Workers unearth rich fossil finds as they widen the Panama Canal
Paleontologists working along the construction site of the expanding Panama Canal are discovering a treasure trove of valuable riches that no pirate would have thought to plunder. As construction equipment excavate large areas next to where the new channel will be built and dredge the existing canal, paleontologists working with the Smithsonian Tropical Research Institute (STRI) and funded by the Panama Canal Authority, the U.S. National Science Foundation, the National Geographic Society and a private donor comb the upturned terrain for fossils that provide valuable clues to the natural history of this Panamanian isthmus.
Emergence of the isthmus of Panama created the Caribbean Sea
Exciting discoveries about this important area of Central America are changing previous geological assumptions about when the Caribbean Sea was formed:
“…the group has determined that the isthmus between North America and South America began rising approximately 21 million year ago, not 3.5 million, as had been commonly thought. This means that the Pacific and Atlantic oceans split apart—and the flora and fauna of the two continents coalesced—earlier than assumed. “Geological history is far more complex than what we had been thinking until now,” says Carlos Jaramillo, a staff scientist at the STRI.
When the isthmus emerged and halted the exchange of water between the Atlantic and the Pacific, salinity in the former rose, depleting the Caribbean of certain nutrients, making the water more crystalline and giving birth to the coral reefs for which the sea is known. This denser water helped give rise to the global ocean conveyor belt, in which warm, fresh water is transported north and cooler salty water flows south of the equator and on to Antarctica, where it warms the cold bottom waters and helps them rise to the surface. The system distributes heat and moisture around the planet.”

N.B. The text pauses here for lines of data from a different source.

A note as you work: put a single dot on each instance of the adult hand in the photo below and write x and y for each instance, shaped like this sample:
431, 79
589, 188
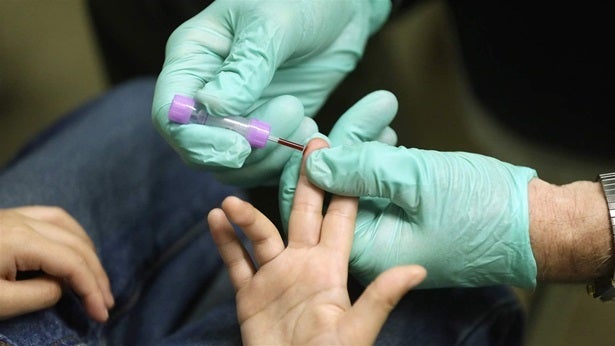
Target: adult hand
298, 295
463, 216
48, 240
235, 56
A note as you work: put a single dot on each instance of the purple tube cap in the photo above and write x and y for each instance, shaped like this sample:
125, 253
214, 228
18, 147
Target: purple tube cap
181, 109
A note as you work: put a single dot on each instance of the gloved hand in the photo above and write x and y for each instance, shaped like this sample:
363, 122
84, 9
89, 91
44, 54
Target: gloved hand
366, 120
235, 56
463, 216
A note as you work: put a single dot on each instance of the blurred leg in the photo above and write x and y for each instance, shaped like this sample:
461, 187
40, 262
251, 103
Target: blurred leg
106, 165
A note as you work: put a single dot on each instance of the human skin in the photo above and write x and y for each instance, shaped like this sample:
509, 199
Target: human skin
297, 294
49, 240
570, 231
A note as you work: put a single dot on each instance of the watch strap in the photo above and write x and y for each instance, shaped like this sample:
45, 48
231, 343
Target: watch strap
604, 288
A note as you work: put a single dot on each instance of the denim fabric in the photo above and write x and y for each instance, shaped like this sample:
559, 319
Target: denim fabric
144, 209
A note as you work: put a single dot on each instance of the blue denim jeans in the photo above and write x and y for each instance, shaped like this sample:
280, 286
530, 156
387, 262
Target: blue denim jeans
144, 209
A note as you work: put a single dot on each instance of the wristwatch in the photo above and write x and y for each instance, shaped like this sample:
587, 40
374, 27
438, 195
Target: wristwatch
604, 288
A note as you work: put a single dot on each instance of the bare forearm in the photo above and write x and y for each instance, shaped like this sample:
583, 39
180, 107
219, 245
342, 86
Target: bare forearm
570, 231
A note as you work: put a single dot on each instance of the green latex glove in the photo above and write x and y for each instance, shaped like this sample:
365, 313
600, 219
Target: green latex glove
235, 56
463, 216
367, 120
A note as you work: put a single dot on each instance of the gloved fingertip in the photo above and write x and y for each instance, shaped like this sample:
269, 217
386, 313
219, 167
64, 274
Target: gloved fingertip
388, 136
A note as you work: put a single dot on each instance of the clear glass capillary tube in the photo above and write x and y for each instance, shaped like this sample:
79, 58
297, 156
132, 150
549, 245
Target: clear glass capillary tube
186, 110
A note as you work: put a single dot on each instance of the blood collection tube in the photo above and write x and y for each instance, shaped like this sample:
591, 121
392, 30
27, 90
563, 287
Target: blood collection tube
186, 110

Opening this year, the Museum of Biodiversity in Panama City will house many of the fossil artifacts discovered in the region including an impressive 6-million-year-old skeleton of a marlin that was found in the area of the canal expansion, while large amounts of other fossil fragments and shells will be cataloged and stored in a nearby warehouse for research and study. Thanks to the efforts of Jaramillo, the collection will also include fossils uncovered from excavations at a large hydroelectric project in Santander, Colombia.